マネーコンサルタントとしての個人向け相談、NISA・iDeCoをはじめとした運用にまつわるセミナー講師のほか、金融メディアへの執筆および監修に携わっている。

自動車保険の解約返戻金とは

自動車保険の解約返戻金とは

自動車保険を途中で解約すると、支払った保険料の一部が返金されるケースがあります。ただし、返金されるのは年払い契約、かつ保険期間が残っている場合のみです。月払い契約では原則として解約返戻金発生しない点に注意しておきましょう。

解約返戻金の金額は、保険会社各社が決めている「短期率(短期料率)」を使って計算します。
仮に年払い5万円の自動車保険を5ヶ月で解約する場合で、該当する短期料率が65%の場合

5万円×(1-65%)=1万7,500円 が戻ってくるというわけです。
ただし、短期料率は保険会社によって異なりますので、事前に確認しておきましょう。

返戻金がもらえる条件

自動車保険の解約返戻金は、以下の条件を全て満たす場合に受け取れます。
契約が年払い(一括払い)である
解約時にまだ保険期間が残っている(満期前の解約)
そして、解約返戻金は加入している保険会社が定める「短期率(短期料率)」に基づいて計算された額です。完全な月割りではないため、解約したタイミングによっては思ったほど返ってこないケースも考えられます。

月払いで契約している場合は、解約返戻金は発生しません。なぜなら保険料は日割りで計算されないからです。

返戻金が出ないケース(月払い・日割り不可)

月払い(分割払い)契約の場合は原則として解約返戻金は発生しません

なぜなら、自動車保険は月単位の契約であり、日割りでの返金を行わないからです。

そのため、月払い(分割払い)契約で解約しようと思うなら、毎月の保険始期期に注意しておく必要があります。
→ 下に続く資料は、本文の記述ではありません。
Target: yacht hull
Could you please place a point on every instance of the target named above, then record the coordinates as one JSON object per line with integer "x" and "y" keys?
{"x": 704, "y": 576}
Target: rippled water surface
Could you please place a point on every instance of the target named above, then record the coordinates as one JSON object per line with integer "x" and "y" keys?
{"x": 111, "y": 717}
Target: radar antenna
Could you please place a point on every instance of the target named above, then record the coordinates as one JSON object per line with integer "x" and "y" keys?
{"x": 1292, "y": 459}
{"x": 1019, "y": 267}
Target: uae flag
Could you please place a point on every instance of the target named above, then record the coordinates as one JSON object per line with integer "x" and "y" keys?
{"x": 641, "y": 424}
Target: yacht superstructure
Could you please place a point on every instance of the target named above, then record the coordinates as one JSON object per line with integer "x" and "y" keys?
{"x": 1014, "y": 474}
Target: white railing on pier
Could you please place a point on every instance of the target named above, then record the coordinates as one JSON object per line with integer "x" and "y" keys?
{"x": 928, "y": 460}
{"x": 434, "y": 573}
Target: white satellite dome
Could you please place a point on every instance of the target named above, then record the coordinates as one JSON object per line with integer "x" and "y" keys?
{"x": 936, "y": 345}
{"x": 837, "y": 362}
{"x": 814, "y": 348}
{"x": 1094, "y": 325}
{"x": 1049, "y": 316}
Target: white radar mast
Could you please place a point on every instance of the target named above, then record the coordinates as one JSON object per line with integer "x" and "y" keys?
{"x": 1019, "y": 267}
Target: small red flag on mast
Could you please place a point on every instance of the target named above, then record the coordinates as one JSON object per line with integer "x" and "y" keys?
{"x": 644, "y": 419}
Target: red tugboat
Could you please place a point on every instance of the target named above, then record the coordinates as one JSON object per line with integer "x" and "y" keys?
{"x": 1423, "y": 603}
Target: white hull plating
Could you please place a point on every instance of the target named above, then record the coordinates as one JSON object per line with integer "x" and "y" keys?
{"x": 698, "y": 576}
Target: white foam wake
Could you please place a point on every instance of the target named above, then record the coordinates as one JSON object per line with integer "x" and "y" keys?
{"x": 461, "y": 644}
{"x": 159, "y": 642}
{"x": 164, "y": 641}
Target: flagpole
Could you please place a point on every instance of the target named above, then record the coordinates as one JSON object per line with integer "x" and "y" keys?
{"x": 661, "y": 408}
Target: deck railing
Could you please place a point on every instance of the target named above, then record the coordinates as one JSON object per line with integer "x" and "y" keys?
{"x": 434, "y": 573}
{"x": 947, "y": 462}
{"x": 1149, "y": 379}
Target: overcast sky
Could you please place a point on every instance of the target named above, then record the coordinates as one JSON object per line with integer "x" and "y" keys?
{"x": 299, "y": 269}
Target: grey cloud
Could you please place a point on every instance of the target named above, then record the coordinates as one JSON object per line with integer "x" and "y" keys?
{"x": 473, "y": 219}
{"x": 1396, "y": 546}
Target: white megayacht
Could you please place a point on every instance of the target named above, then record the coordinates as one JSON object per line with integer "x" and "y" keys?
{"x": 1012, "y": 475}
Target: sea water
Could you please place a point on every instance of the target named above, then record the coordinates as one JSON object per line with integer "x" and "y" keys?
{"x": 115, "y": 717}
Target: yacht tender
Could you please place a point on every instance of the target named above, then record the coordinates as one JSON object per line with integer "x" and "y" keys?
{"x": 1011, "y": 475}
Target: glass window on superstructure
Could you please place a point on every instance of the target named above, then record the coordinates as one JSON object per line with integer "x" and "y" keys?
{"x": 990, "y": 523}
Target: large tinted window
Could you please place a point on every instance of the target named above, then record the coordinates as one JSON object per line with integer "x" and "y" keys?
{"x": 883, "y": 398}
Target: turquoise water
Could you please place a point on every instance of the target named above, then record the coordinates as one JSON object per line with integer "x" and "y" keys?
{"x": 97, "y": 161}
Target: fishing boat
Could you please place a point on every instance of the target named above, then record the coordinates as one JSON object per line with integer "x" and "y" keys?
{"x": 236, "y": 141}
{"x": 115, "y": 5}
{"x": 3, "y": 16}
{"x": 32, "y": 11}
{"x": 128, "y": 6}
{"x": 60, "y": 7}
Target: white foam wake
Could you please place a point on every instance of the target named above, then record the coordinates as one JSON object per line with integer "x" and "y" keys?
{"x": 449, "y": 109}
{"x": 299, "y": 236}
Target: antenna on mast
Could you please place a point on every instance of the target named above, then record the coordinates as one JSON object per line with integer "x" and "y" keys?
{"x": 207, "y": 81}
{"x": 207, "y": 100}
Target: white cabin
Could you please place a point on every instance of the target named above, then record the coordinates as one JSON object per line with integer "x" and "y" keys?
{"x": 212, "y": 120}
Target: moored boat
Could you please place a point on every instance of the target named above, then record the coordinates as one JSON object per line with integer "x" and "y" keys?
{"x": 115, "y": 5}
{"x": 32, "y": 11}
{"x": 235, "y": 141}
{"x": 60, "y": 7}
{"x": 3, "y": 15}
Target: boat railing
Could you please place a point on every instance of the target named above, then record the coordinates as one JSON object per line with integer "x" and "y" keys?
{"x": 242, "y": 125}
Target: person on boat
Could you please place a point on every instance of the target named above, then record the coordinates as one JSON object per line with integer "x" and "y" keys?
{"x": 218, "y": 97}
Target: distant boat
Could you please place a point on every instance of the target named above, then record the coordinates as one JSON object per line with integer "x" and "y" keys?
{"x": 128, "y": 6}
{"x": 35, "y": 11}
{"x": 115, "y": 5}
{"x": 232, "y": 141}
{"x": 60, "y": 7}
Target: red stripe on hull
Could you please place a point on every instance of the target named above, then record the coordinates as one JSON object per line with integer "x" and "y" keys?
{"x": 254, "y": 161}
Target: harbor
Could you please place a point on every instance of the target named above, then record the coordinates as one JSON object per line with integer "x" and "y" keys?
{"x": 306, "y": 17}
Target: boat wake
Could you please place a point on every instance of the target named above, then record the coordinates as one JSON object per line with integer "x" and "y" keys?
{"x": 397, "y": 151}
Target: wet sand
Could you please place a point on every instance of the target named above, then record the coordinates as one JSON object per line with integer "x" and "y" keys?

仮に毎月の保険始期日が5日の場合、5日を1日でも過ぎると1ヶ月分の保険料を支払わなければならなくなるからです。月払い(分轄払い)契約の場合は解約のタイミングにも注意しておきましょう。

保険期間中でも解約と切り替えが可能

自動車保険は契約の途中でも解約ができ、解約後は新しい保険会社に切り替えることも可能です。

しかし、自動車保険を解約する場合は、満期を待ってからのほうが手続きをスムーズに行えます。

特に等級の進み具合などを考慮すると、満期日に保険を切り替えたほうがよいケースが多いのが実情です。

満期日に乗り換えると、過去1年間に事故がなければ1等級上がった状態で乗り換えが可能です。

途中解約ではその時点での等級で乗り換えることはできますが、等級の判定日が契約開始から1年後になってしまいます。

切り替えを検討する際は、解約のタイミングを慎重に判断することが重要です。

解約返戻金の計算方法

解約返戻金の計算方法

解約返戻金の計算は、基本的に保険期間の初日から解約日までの経過した期間の保険料を差し引いて、その残額を返還する仕組みになっています。

ただし、計算方法は保険料の支払い方法が「一括払い」か「分割払い」かによって大きく異なります。

一括払いの場合は短期率という係数を用いた計算が行われ、分割払いの場合は解約返戻金が発生しないのが一般的です。

一括払い契約の場合

一括払い契約の解約返戻金は「短期率」または「短期料率」と呼ばれる係数を用いて計算されます。

短期率とは、契約期間中に保険契約を解約する際、返還する保険料を算出するために用いられる係数のことです。

計算式は「年間の保険料×(1−既経過期間に対する短期率)=解約返戻金」となります。

たとえば、年間保険料が6万円で経過期間が5か月の場合、短期率65%を適用すると、60,000円×(1−0.65)=21,000円が解約返戻金として戻ってきます。

ただし、短期率(短期料率)は保険会社によって異なるため、事前に確認することが重要です。

分割払い契約の場合

分割払い(月払い)で保険料を支払っている場合は、原則として解約返戻金は発生しません

これは、自動車保険の保険料が日割り計算を行わないためです。

月払い契約では解約までの保険料を支払えば済みますが、毎月の保険始期日と同様の日を1日でも超えてしまうと、翌月分の保険料も支払わなければなりません。

たとえば、保険始期日が10日の場合、毎月10日までに解約手続きを行わないと、追加で1か月分の保険料が発生します。

そのため、分割払いで解約を検討する際は、解約のタイミングを慎重に判断することが大切です。

保険期間中で解約した場合の等級について

保険期間中で解約した場合の等級について

自動車保険を途中解約する際、これまで積み上げてきた等級は適切な手続きを踏むことで引き継げます。

引き継ぎの対象となるのは「保険会社の切り替え」、「車の買い換え」そして「同居の親族間」で、条件を満たせば同じ等級を引き継げます。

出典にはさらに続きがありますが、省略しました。